Le parti bourgeois, par contre, (y compris le parti bourgeois d’extrême gauche) est en fait un lieu de survie tissé par des réseaux d’ordre économique, des trafics, et par des réseaux sexuels.
Pour éviter de lasser le lecteur, concluons : le socialisme et la démocratie réelle qu’il permet et qu’il implique ne sont pas un système libéral, parlementaire, où les représentants du peuple s’insultent en public et magouillent amicalement en privé, et dont les fausses querelles peuvent malheureusement pousser les gens ordinaires à s’entre-tuer, comme hier en Yougoslavie, et en 2019 dans le Caucase (et même aux États-Unis !) .
Simple question : la démocratie règne-t-elle davantage maintenant en Arménie, et en Azerbaïdjan ? Ou régnait-elle plutôt sans en avoir l’air à l’époque où ces deux pays formellement indépendants, aujourd’hui engagés dans un conflit absurde, étaient deux des républiques soviétiques, au sein de l’Union, sur un pied d’égalité avec la Russie ? Et a fortiori, en Ukraine et en Russie ?
Le plus mauvais gouvernement socialiste vaut mieux que la meilleure démocratie libérale, parce qu’en cette pseudo-démocratie, c’est le capital qui gouverne. Il vaut mieux être gouverné par des êtres humains que par des choses. Et ce n’est pas la montée en puissance l’Intelligence Artificielle qui va nous démentir !

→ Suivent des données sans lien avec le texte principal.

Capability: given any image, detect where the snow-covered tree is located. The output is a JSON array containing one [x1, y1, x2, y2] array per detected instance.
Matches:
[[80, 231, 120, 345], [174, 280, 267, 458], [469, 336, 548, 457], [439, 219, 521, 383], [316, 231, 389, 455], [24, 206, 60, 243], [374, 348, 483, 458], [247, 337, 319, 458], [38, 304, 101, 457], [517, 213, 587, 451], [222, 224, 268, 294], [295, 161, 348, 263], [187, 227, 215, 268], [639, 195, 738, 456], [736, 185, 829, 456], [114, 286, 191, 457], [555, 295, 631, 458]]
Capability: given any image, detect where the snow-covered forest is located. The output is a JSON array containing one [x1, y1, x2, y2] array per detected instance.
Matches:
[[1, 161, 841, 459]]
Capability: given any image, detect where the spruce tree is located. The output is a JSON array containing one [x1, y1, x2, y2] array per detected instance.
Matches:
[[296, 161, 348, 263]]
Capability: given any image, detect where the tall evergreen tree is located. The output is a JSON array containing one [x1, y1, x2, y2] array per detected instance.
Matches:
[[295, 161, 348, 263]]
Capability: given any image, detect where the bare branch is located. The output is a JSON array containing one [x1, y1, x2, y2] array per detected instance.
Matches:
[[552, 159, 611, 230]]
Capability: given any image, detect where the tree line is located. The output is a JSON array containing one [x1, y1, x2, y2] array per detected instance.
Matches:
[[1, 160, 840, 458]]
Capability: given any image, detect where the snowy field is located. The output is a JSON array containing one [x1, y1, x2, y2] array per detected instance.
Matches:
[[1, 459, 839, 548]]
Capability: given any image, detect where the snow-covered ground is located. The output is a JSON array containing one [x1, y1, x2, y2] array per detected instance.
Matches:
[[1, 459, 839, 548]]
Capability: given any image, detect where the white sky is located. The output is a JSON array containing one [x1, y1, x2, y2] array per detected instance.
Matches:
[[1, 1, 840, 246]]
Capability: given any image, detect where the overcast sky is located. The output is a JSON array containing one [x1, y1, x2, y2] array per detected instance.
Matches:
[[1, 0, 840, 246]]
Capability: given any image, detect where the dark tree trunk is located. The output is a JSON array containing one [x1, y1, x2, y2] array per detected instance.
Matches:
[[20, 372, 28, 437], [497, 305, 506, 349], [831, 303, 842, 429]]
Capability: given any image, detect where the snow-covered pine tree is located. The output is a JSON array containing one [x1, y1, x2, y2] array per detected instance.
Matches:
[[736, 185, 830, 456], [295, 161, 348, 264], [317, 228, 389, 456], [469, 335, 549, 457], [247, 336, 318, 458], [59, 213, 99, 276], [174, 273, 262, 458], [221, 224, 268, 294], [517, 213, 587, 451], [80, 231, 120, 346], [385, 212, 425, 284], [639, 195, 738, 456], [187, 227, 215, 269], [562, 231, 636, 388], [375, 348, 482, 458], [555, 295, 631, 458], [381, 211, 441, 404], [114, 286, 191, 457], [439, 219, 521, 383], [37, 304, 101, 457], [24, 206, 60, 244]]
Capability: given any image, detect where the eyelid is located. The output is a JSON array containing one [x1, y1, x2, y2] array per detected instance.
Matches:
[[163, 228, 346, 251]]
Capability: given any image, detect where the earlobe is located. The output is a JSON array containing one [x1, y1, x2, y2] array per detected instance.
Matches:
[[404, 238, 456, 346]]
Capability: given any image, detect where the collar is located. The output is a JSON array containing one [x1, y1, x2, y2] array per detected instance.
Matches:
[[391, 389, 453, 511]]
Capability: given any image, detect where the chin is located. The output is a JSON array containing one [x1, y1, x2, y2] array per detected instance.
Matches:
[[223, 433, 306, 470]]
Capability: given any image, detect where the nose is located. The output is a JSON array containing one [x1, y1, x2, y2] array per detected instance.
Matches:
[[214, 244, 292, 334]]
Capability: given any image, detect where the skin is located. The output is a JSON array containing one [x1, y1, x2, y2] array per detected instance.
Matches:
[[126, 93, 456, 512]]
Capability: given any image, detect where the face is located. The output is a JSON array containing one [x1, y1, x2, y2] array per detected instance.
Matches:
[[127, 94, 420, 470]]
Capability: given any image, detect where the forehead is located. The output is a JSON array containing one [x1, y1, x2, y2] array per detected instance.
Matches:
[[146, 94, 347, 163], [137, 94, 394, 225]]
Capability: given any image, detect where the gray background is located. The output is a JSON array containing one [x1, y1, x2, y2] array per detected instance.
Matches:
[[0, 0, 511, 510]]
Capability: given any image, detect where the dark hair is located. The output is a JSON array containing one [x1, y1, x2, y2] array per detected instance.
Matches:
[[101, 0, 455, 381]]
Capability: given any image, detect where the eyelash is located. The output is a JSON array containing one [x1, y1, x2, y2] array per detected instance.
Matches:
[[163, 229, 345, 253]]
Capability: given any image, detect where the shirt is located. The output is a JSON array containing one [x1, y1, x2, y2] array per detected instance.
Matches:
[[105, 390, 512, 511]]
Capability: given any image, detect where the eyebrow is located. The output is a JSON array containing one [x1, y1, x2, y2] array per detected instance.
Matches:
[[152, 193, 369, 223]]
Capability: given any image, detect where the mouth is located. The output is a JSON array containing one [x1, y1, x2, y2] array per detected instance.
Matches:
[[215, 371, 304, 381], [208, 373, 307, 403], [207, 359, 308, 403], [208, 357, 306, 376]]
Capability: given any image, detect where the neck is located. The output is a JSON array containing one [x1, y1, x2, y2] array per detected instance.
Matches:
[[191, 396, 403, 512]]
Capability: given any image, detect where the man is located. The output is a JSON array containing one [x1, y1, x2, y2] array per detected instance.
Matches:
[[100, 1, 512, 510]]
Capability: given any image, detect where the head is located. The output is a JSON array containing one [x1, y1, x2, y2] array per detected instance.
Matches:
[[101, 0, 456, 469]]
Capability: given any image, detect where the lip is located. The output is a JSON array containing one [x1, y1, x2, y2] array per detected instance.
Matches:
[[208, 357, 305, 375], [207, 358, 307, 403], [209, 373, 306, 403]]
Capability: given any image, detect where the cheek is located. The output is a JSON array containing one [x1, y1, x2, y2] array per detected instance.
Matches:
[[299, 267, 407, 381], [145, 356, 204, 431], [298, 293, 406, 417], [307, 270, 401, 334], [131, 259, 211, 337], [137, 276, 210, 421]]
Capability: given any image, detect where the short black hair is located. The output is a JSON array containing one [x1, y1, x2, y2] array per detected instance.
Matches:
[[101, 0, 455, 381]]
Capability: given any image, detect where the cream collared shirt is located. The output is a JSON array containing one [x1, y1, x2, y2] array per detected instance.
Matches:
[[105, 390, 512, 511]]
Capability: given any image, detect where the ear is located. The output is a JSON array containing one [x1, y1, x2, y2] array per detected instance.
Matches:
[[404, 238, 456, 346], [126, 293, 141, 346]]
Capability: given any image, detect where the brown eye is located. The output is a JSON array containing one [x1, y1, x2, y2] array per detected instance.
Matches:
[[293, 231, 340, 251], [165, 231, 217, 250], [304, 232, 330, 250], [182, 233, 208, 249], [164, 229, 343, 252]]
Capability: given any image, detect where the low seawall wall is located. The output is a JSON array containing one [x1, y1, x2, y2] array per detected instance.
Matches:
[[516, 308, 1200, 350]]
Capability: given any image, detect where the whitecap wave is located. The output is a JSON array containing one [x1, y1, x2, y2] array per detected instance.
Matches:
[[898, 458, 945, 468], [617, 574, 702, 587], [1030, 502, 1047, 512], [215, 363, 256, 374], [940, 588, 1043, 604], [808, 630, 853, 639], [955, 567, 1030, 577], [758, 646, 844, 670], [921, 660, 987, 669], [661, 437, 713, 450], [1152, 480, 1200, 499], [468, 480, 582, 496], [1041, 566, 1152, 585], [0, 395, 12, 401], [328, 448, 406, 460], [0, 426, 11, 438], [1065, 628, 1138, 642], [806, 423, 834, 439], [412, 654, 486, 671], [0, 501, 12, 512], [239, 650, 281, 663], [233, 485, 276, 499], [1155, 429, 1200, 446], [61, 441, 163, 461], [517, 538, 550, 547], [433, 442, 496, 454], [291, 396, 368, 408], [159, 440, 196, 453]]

GQ, 17 novembre 2020, relu le 27 mars 2024
PS : L'intention de l'article, qui est destiné aux nouvelles générations de militants, n'est pas forcément de promouvoir le système de parti unique, qui a des défauts, comme c'est indiqué dans le texte sans développer, mais de leur montrer qu'y recourir quand c'est nécessaire pour préserver le but est parfaitement légitime. C'est un système que les bolcheviks ont été contraints d'appliquer pour faire face à la contre-révolution, à partir de l'été 1918, et qui a perduré parce que jamais la bourgeoisie mondiale n'a admis la légitimité de l'État issu de la Révolution d'Octobre, ni des autres États socialistes fondés par la suite au XXème siècle. Si le gouvernement américain actuel n'admet pas la légitimité du gouvernement chinois sous la conduite du parti communiste, ce n'est pas parce qu'il n'est pas pluraliste, mais parce qu'il est socialiste et souverain dans une mesure qu'il trouve déjà excessive, et il réclame l'introduction du pluralisme en Chine (ou à Cuba) pour pouvoir y favoriser librement l'action de ses agents, qu'ils le soient objectivement ou qu'ils soient directement patentés. Le pluralisme considéré comme fétiche dans le système de l'Empire globalisé est la garantie qu'à long terme ses clients, financés , publicisés, et légitimés par ses médias et se diplomates l'emportent partout.